1971
Friends in Australia
January 1971


“Friends in Australia,” Friend, Jan. 1971, 48

Friends in Australia

Australia is an island continent between the Indian and Pacific oceans. Including the island of Tasmania, it is the smallest of the world’s seven continents and is the only one occupied entirely by one nation. It is often referred to by people living in the northern hemisphere as “The Land Down Under.”

Strange animals abound in Australia. For instance, there are creatures that carry their young in pouches, such as the kangaroo, the cuddly koala bear, and the shadowy Tasmanian wolf. Such animals are known as marsupials and there are at least 150 different ones in that island continent.

Another strange variety of animals there is called monotreme, a mammal that lays eggs like birds. The platypus and two kinds of spiny anteaters are monotremes.

Australians are great sports lovers. Even the grammar school children are required to play sports. They spend hours every week achieving physical strength and skill, playing cricket, tennis, or rugby. They excel in swimming.
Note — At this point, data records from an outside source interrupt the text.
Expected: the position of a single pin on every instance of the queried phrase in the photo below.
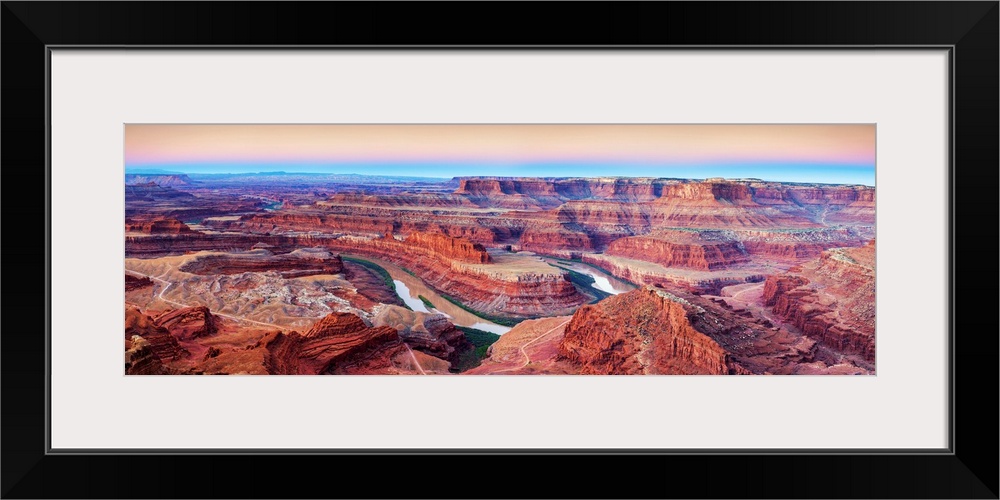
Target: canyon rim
(499, 249)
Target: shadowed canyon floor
(314, 274)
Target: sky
(836, 154)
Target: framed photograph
(725, 251)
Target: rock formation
(430, 333)
(831, 299)
(161, 342)
(188, 323)
(645, 331)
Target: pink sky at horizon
(172, 144)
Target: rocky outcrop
(140, 358)
(161, 342)
(168, 180)
(340, 343)
(449, 247)
(487, 288)
(136, 282)
(635, 272)
(189, 322)
(335, 324)
(152, 191)
(162, 225)
(555, 241)
(693, 255)
(429, 333)
(830, 300)
(301, 262)
(645, 331)
(370, 286)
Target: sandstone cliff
(645, 331)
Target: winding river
(602, 281)
(409, 288)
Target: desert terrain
(281, 273)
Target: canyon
(322, 274)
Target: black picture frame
(969, 29)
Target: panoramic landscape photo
(499, 249)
Although there are many cities and towns, about half of Australia is a large half-empty continent. Some families live “outback” hundreds of miles from anyone else on cattle ranches called “stations.” The children are taught by a school of the air. Each “station” has a shortwave two-way radio so teachers can talk with the children during and after the regular school lessons. Each radio has a special call number and the teacher asks questions of the children according to their call numbers. When there is illness in the family, a doctor uses this radio system to prescribe treatment. When children living outback at a cattle station reach their teens, they usually leave home and go into a city to a boarding school.

Latter-day Saint children in Australia attend Primary on Saturday mornings. They are taken there by their parents and often even the fathers stay to teach a class or to work on the meetinghouse lawn. The children in the Dellica family travel twenty-five miles each way on a slow milk train to attend their Primary in Kalgoorlie each Saturday morning.